Andrei-Aksionov · web-flow · commit a91b5206dfbf · 2024-04-23T18:03:08.000+02:00
diff --git a/litgpt/tokenizer.py b/litgpt/tokenizer.py
@@ -73,11 +73,11 @@ def check_if_bos_token_used(self, checkpoint_dir: Path) -> bool:
             return False
         with open(tokenizer_config_path, encoding="utf-8") as fp:
             config = json.load(fp)
-        if any(config.get(check, False) for check in ("add_bos_token", "add_prefix_space")):
-            return True
-        # for examples that also use the Llama tokenizer, but do not have or set add_bos_token to True.

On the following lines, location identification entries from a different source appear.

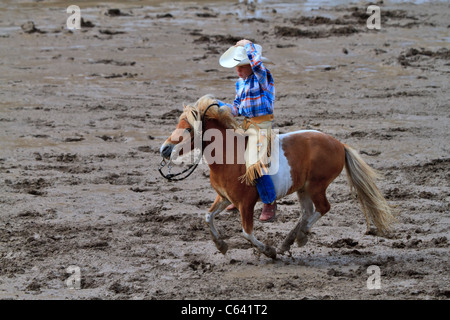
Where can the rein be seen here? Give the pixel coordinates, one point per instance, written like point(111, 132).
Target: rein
point(192, 167)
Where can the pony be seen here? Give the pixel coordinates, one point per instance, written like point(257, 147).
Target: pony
point(308, 161)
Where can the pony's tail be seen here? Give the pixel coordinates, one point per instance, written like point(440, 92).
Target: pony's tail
point(374, 205)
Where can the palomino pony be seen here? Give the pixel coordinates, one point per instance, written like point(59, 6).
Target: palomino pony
point(308, 162)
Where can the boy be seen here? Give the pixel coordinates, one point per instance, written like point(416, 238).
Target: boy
point(255, 95)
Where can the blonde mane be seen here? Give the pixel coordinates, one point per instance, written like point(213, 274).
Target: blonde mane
point(193, 113)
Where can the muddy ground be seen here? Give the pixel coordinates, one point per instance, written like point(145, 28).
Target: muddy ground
point(83, 114)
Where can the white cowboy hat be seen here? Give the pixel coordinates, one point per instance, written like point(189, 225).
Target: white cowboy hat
point(237, 56)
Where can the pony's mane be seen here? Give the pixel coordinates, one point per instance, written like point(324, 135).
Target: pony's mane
point(194, 112)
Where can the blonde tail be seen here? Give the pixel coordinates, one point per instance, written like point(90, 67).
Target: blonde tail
point(361, 178)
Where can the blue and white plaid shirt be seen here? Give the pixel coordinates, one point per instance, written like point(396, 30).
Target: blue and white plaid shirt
point(256, 94)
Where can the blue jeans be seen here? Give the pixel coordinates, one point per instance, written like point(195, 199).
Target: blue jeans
point(266, 189)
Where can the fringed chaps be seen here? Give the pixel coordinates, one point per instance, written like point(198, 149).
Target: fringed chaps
point(257, 153)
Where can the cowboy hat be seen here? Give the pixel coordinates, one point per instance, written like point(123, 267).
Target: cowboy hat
point(237, 56)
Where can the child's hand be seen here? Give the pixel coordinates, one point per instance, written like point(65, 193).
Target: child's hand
point(242, 43)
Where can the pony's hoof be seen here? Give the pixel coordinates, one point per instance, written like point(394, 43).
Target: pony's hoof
point(302, 239)
point(270, 252)
point(221, 246)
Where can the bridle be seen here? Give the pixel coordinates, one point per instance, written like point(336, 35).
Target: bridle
point(192, 167)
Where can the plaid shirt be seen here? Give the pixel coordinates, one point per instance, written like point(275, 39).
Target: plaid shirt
point(256, 94)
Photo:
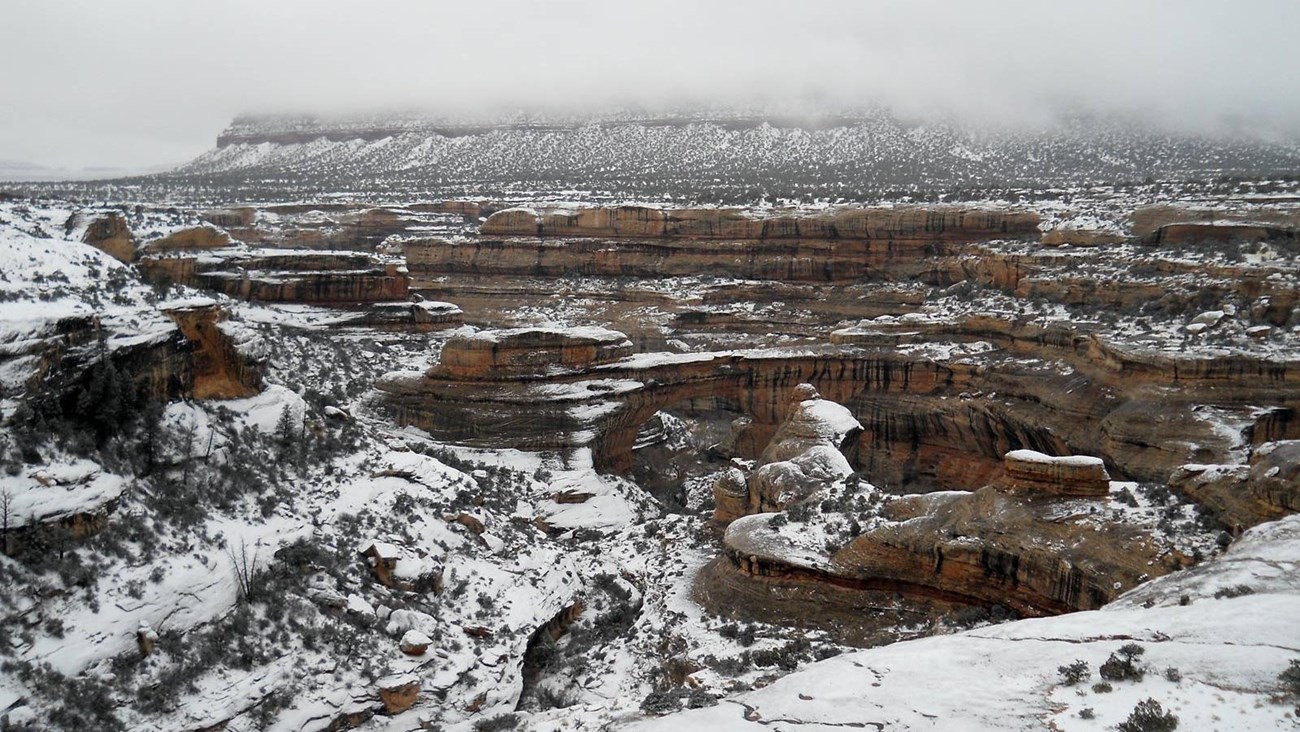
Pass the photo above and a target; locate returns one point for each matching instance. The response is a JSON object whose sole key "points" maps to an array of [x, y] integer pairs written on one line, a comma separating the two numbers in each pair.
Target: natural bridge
{"points": [[939, 412]]}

+        if "add_bos_token" in config:
+            return config["add_bos_token"]
+        # if `add_bos_token` isn't in the config file, but LLaMA tokenizer is used - return True.
         # ex: https://huggingface.co/stabilityai/StableBeluga2/blob/main/tokenizer_config.json#L2
-        return config.get("add_bos_token") is None and config.get("tokenizer_class") == "LlamaTokenizer"
+        return config.get("tokenizer_class") == "LlamaTokenizer"
 
     def encode(
         self,